Fran Hoepfner (@franhoepfner), Freelance for Bright Wall / Dark Room

I thought I was past the point in my life where Etta James’s version of “At Last” could do anything for me in movies, and then Claire Denis presents it as one of the biggest needle drops of all time in “Let The Sunshine In.” Denis’s talky meditation on the ecstasies and misadventures of dating in one’s middle age often leans towards the more negative end of the spectrum. It’s on a weekend away that Isabelle (Juliette Binoche) bravely enters the dancefloor on her own, only to be met by the scraggly but gentle Sylvain (Paul Blain), and the two share a dance to James’s song.

We’re introduced the rest of Isabelle’s specifically awful beaus mid-relationship or mid-sex scene or mid-argument, and it’s the genius of “Let The Sunshine In” that two-thirds of the way in, when it’s starting to feel like hope is lost, we get to see Isabelle experience the beginning of something. Romantic, hopeful, nervous. It’s a sweet, moving reminder to both Isabelle and the audience that there are indeed bright, if not too good to be true, spots in singledom––what does it matter if it falls apart soon after?

Shelley Farmer (@ShelleyBFarmer), Freelance for RogerEbert.com and Publicist at Film Forum

“Let the Sunshine In,” Claire Denis’ most recent film, is a breathtaking exercise in tonal ambiguity, slipping in and out of different registers in a heartbeat and achieving a thrillingly ambiguous blend of contradictory tones and emotions in any given moment. This happens most breathtakingly in the final scene, in which Juliette Binoche visits fortune teller Gerard Depardieu. We’ve spent nearly an hour and a half watching Binoche ping pong between elation and devastation, farce and tragedy, personal growth and backsliding into familiar, self-destructive behavior. Immediately prior to the scene, we’ve been given a tantalizing and telling glimpse of Depardieu’s own emotional turmoil. Compared to the intense emotion of the preceding scenes, this one is restrained, almost banal.
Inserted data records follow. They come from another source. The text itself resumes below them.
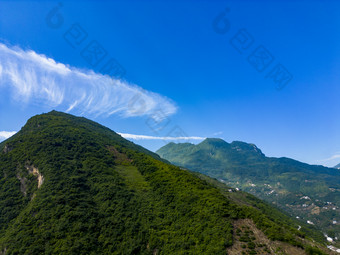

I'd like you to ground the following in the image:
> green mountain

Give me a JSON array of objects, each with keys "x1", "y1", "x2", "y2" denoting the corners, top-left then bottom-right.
[
  {"x1": 157, "y1": 138, "x2": 340, "y2": 247},
  {"x1": 0, "y1": 111, "x2": 330, "y2": 255}
]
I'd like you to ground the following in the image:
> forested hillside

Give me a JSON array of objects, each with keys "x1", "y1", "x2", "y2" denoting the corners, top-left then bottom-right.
[
  {"x1": 157, "y1": 138, "x2": 340, "y2": 245},
  {"x1": 0, "y1": 111, "x2": 329, "y2": 255}
]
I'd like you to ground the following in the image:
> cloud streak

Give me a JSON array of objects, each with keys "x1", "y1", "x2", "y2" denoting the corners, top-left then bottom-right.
[
  {"x1": 118, "y1": 133, "x2": 206, "y2": 141},
  {"x1": 0, "y1": 43, "x2": 177, "y2": 117},
  {"x1": 0, "y1": 131, "x2": 17, "y2": 140}
]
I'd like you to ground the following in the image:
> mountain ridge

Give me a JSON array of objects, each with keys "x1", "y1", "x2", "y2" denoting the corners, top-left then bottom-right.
[
  {"x1": 0, "y1": 112, "x2": 331, "y2": 255},
  {"x1": 156, "y1": 139, "x2": 340, "y2": 247}
]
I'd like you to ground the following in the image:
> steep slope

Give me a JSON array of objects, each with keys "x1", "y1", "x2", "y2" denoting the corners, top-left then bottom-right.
[
  {"x1": 0, "y1": 112, "x2": 325, "y2": 255},
  {"x1": 157, "y1": 138, "x2": 340, "y2": 246}
]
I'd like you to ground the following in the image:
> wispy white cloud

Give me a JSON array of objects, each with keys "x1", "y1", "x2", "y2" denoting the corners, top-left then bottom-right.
[
  {"x1": 212, "y1": 131, "x2": 223, "y2": 136},
  {"x1": 319, "y1": 152, "x2": 340, "y2": 162},
  {"x1": 118, "y1": 133, "x2": 205, "y2": 141},
  {"x1": 0, "y1": 43, "x2": 177, "y2": 117},
  {"x1": 0, "y1": 131, "x2": 17, "y2": 140}
]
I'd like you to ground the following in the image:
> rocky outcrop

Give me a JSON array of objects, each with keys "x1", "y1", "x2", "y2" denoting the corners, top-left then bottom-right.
[{"x1": 26, "y1": 165, "x2": 45, "y2": 189}]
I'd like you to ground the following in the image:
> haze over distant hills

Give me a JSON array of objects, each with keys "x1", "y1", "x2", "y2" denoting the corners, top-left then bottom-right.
[
  {"x1": 157, "y1": 138, "x2": 340, "y2": 247},
  {"x1": 0, "y1": 111, "x2": 330, "y2": 255}
]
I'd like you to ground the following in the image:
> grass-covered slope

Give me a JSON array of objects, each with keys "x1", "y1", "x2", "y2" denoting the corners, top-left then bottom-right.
[
  {"x1": 0, "y1": 112, "x2": 330, "y2": 255},
  {"x1": 157, "y1": 138, "x2": 340, "y2": 246}
]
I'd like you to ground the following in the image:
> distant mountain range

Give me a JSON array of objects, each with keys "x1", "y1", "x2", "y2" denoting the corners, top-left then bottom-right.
[
  {"x1": 156, "y1": 138, "x2": 340, "y2": 246},
  {"x1": 0, "y1": 111, "x2": 330, "y2": 255}
]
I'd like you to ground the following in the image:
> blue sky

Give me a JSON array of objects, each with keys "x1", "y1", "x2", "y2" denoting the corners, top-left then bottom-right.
[{"x1": 0, "y1": 0, "x2": 340, "y2": 166}]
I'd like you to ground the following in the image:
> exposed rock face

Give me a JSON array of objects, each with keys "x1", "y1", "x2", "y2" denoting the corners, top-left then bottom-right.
[
  {"x1": 26, "y1": 165, "x2": 45, "y2": 189},
  {"x1": 17, "y1": 173, "x2": 27, "y2": 197},
  {"x1": 3, "y1": 144, "x2": 13, "y2": 154}
]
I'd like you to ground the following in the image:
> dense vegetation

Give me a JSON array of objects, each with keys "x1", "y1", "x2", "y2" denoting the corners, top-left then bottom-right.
[
  {"x1": 157, "y1": 138, "x2": 340, "y2": 244},
  {"x1": 0, "y1": 111, "x2": 330, "y2": 255}
]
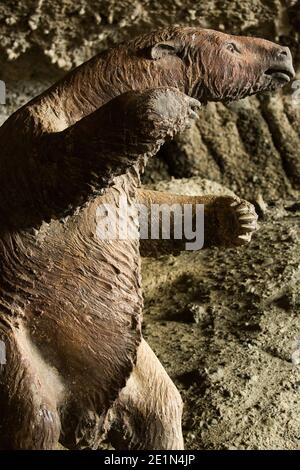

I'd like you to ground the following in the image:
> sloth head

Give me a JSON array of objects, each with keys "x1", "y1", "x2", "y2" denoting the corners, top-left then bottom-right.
[{"x1": 123, "y1": 27, "x2": 295, "y2": 102}]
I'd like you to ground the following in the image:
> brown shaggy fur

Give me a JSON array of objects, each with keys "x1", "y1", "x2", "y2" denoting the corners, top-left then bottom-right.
[{"x1": 0, "y1": 28, "x2": 294, "y2": 449}]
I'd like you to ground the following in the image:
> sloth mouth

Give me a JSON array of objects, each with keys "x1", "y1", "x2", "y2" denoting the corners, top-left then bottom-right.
[{"x1": 265, "y1": 68, "x2": 295, "y2": 83}]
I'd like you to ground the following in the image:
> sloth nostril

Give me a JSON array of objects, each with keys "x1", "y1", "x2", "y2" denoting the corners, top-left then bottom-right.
[{"x1": 277, "y1": 49, "x2": 289, "y2": 59}]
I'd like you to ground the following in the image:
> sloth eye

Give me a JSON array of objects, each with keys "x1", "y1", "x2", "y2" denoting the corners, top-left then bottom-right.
[{"x1": 226, "y1": 42, "x2": 240, "y2": 54}]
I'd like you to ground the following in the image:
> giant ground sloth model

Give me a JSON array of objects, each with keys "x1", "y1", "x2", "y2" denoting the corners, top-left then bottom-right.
[{"x1": 0, "y1": 27, "x2": 294, "y2": 449}]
Depardieu speaks in platitudes, the credits begin to roll, the dialogue goes on and on. We know that this is a senseless exercise, particularly for a woman as intelligent and cultured as Binoche’s character. And yet, the effect is transfixing. Binoche’s eyes brim over hungrily; these banalities are exactly what she needs in this period of desperation. When Depardieu utters the film’s title – telling Binoche to find “un beau soleil intérieur” before she can find love – it transcends cliche and becomes the movie’s truly moving thesis. I don’t know how Denis manages to present the scene with both a sense of irony and earnest feeling – I can only sit back and watch in awe.